Previous evidence from the Hillesden Farm platform that the right habitats can provide pollination and pest control services – through higher beneficial insect numbers – to bring both yield and environmental benefits, forms the basis for much of the on-farm work.

Habitat creation and placement, such as sown in-field strips of wild flowers and the use of targeted plant species, are being implemented with measures that improve soil health, including the addition of organic matter, such as manure or green compost, as well as the use of cover crops.

The project is also hoping to model what long-term management changes will mean for future years, reveals the research team, who also hope to introduce greater resilience.

Farmer involvement: Julian Gold, Oxfordshire

Julian Gold

Julian Gold

Farm manager Julian Gold has been impressed by the in-field flowering strips that he is trialling as part of the Assist project and would be happy to include them across the 750ha farm.

Providing habitats for beneficial insects makes perfect sense on a high-performing farm, he believes, especially as the insecticide options are dwindling, both in terms of number and efficacy.

“The products that we have got left to use are affected badly by resistance. We need to be able to use biological control.”

He stresses that putting the right habitats in place for beneficials is only part of the picture.

“It’s all very well deciding to put them in, but you then have to manage them. Once you’ve enticed the beneficial insects in, you need to keep them and see their numbers build to get any reward.”

For this reason, he takes great care with the sprayer and fertiliser spreader at the Hendred Farm Partnership, using a “curtain” on the end of the sprayer to prevent spray drift getting into the strips.

He also takes steps to ensure that fertiliser doesn’t stray.

An unexpected benefit of the strips is that the high numbers of deer that he has on the estate seem to prefer them, so crop damage from deer feeding has reduced.

“The deer are always in the strips and not in the crop.”

Farmer experience: Mark Chandler, West Sussex

Mark Chandler

Mark Chandler

West Sussex grower and AHDB Monitor Farmer Mark Chandler is keen to minimise the use of insecticides across the 1,230ha he farms in partnership with his father near Petworth.

For him, maximising beneficial insect numbers is a no-brainer and his involvement in Assist means that independent monitoring will show him the rate at which predator numbers are increasing, and by how much.

“If there is a better way of pest control, we want to know about it,” he says. “I was struck by the fact that many insect predators don’t travel any further into the field from the margins than 50m – that leaves much of the crop untouched.”

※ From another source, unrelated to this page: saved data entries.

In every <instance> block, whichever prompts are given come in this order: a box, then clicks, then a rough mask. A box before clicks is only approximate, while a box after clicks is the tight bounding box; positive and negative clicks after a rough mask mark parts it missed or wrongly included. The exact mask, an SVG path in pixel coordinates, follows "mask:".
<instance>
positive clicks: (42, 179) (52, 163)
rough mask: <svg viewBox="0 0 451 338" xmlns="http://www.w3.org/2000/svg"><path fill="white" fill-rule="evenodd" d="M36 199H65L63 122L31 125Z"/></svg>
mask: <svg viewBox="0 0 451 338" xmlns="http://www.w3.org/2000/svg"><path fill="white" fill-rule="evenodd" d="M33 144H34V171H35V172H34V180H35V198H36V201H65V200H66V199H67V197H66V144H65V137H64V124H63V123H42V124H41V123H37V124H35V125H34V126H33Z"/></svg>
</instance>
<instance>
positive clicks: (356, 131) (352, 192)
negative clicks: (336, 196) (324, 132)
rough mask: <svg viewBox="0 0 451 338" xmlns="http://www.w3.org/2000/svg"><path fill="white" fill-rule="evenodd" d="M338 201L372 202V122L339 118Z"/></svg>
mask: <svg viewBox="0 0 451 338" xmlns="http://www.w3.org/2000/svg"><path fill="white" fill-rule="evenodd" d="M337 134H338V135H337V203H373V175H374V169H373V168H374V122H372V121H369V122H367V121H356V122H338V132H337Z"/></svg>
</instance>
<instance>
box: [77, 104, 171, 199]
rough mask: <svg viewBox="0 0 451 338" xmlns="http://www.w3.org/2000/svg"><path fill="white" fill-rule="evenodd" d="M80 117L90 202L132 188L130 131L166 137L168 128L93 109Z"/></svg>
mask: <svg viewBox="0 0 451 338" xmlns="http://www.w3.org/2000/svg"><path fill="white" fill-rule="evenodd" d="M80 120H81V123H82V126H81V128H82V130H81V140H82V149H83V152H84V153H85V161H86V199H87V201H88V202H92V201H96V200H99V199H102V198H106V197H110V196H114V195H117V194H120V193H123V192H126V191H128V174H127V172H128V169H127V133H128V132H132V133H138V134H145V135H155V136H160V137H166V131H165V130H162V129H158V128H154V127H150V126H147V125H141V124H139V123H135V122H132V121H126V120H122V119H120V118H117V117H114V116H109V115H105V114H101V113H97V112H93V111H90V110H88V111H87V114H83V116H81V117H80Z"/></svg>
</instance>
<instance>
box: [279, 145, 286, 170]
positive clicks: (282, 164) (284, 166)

Still in his first year of the project, Mr Chandler will be drilling his in-field strips of wild flowers later this spring, when conditions are right.

He recognises that there will be extra work initially in cutting and removing the clippings to get the strips to establish, but believes it’s worth doing.

“Our chemical options are limited and losing their fire. The researchers have understood that we are running a commercial farm, so the strips have been placed where we can farm around them – those practical aspects are very important.”

As well as strategically placed flowering strips and margins, he will have to include two cover crops and apply organic manure in the five-year rotation, according to the project requirements.

National honey monitoring scheme

Through the National Honey Monitoring Scheme, the Assist project has developed a national network of amateur beekeepers to help understand how well honeybees are doing in the UK.

As a result, DNA approaches will be used to understand what the bees feed on and how any changes in the farmed landscape are affecting their population strength.

The reasons for this are that bees forage over large distances, explains CEH researcher Ben Woodcock, so are bringing back valuable information with them every time they return to the hive.

“Bees are very sensitive to environmental changes, so by looking at the health of the hive and the amount of honey being produced, we can learn more about any pressures they come under.”

Long-term, large-scale monitoring is important, he adds. “We will be able to see national patterns as well as any regional differences.”